An imminent departure from the Office of the Comptroller of the Currency is expected to leave its top policymaking position in derivatives vacant until after the November election.

No names have surfaced as possible successors to Douglas Harris, deputy comptroller for capital markets. But observers say the agency probably will seek someone with private-sector credentials, as Mr. Harris has. Before joining the OCC he was in charge of futures operations at J.P. Morgan & Co.

"I would expect the Comptroller's Office would want someone with Doug's type of qualifications so the agency can be at the forefront of framing the issues in this market," said Paul L. Lee, general counsel of Republic New York Corp.

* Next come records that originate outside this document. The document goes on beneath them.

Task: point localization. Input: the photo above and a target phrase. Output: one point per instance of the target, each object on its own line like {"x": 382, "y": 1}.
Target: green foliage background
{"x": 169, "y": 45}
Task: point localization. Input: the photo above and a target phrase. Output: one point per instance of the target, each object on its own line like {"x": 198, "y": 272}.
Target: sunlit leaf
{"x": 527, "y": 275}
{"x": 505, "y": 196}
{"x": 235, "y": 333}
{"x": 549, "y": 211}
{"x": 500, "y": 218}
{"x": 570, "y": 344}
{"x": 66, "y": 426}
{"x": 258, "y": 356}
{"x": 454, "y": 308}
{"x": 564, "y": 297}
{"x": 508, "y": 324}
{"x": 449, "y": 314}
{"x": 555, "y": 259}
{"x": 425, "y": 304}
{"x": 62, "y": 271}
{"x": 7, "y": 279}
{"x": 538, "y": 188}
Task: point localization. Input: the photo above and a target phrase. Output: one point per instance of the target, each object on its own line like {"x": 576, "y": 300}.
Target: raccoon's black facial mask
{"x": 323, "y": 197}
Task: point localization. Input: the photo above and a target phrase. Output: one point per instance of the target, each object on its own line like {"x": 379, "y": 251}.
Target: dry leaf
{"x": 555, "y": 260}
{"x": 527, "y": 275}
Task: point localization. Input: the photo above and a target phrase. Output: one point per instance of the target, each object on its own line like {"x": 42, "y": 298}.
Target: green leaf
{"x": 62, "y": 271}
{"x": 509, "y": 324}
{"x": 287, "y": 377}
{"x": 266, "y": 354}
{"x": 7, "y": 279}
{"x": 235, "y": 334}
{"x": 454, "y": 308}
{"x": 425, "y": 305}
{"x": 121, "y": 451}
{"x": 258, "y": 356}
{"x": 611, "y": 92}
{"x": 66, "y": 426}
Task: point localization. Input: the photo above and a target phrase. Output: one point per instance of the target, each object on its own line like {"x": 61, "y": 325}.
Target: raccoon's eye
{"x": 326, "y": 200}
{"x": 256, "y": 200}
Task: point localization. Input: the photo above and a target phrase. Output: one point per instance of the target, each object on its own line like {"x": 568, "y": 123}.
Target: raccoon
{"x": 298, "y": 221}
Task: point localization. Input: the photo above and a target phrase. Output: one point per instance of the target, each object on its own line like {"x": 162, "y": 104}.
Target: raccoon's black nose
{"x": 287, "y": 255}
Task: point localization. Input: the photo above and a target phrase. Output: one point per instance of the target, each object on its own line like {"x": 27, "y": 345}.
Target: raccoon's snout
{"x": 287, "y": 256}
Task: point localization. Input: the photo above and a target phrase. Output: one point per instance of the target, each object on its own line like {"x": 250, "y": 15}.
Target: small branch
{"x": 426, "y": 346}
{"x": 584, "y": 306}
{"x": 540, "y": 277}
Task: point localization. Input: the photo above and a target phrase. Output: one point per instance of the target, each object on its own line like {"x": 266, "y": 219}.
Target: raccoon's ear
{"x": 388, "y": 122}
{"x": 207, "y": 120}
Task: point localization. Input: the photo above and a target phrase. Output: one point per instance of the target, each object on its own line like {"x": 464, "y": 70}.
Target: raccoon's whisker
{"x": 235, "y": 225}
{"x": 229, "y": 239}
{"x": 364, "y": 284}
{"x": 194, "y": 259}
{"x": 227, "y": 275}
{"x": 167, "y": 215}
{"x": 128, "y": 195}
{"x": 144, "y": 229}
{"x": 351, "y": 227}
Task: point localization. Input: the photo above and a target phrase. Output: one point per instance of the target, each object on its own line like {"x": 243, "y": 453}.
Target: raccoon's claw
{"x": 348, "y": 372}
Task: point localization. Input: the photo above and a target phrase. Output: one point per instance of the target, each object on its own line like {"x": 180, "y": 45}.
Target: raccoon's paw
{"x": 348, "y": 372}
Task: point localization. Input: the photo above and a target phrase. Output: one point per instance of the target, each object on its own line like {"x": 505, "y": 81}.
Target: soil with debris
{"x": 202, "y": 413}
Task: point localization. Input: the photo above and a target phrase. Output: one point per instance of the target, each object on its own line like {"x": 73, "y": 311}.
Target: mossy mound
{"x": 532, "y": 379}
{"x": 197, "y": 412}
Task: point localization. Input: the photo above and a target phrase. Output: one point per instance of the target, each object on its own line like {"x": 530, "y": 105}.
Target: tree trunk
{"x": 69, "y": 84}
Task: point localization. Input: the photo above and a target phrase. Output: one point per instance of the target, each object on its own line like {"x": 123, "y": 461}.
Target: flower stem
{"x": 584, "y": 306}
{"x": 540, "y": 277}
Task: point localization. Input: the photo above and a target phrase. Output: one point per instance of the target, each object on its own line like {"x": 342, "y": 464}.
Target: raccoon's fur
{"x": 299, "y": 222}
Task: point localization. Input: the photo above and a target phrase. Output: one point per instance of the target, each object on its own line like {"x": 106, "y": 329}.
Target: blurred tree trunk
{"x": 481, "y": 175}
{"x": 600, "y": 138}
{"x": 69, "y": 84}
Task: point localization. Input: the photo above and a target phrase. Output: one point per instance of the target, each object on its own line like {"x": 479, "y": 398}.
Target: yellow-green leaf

Mr. Lee and others said the appointment of Mr. Harris in 1993 was fortunate for the over-the-counter derivatives market in the United States.

"He was hired at a time when derivatives and off-balance-sheet items were becoming important issues from a regulatory standpoint," said Richard Whiting, general counsel and senior director with the Bankers Roundtable in Washington. "It was absolutely critical for the OCC to get up to speed on this."

At the OCC, Mr. Harris is best known for the October 1993 issuance of Banking Circular 277, which gave examiners and banks their first guidance on managing the risks of derivatives products.

A year later, Mr. Harris' office issued an advisory notice on the use of structured notes, again the first such regulatory move in this area.

His latest ruling is expected to put commercial banks on an even footing in the derivatives business.

Earlier this month, NationsBank Corp. was the first U.S. commercial bank to receive regulatory authority to establish a separately capitalized, triple-A-rated derivatives products company. The subsidiary will allow the bank to compete with securities firms and foreign banks marketing derivatives to end users who are unable to post and collect collateral. Previous applications had been withdrawn without approval from the agency.

Mr. Whiting said the agency has also undergone a "rather profound and dramatic change" in the way it performs its examinations since Mr. Harris' arrival.

"He has worked along with other regulators to foster a regulatory approach that depends less on quantitative measures of performance and compliance to one more concerned with qualitative factors like management involvement," he said.

Late last year, Mr. Harris was touted as a possible replacement for Mary Schapiro, the departing chairwoman of the Commodity Futures Trading Commission. The White House gave the nod to Washington attorney Brooksley Born, but now the confirmation process is on hold.

For now, the departing deputy comptroller said he is looking for a position in the private sector when he leaves on June 21. He said his only plans are to return to New York.

"I want to get closer to the transactions and the deals," he said. "It's just time to get back."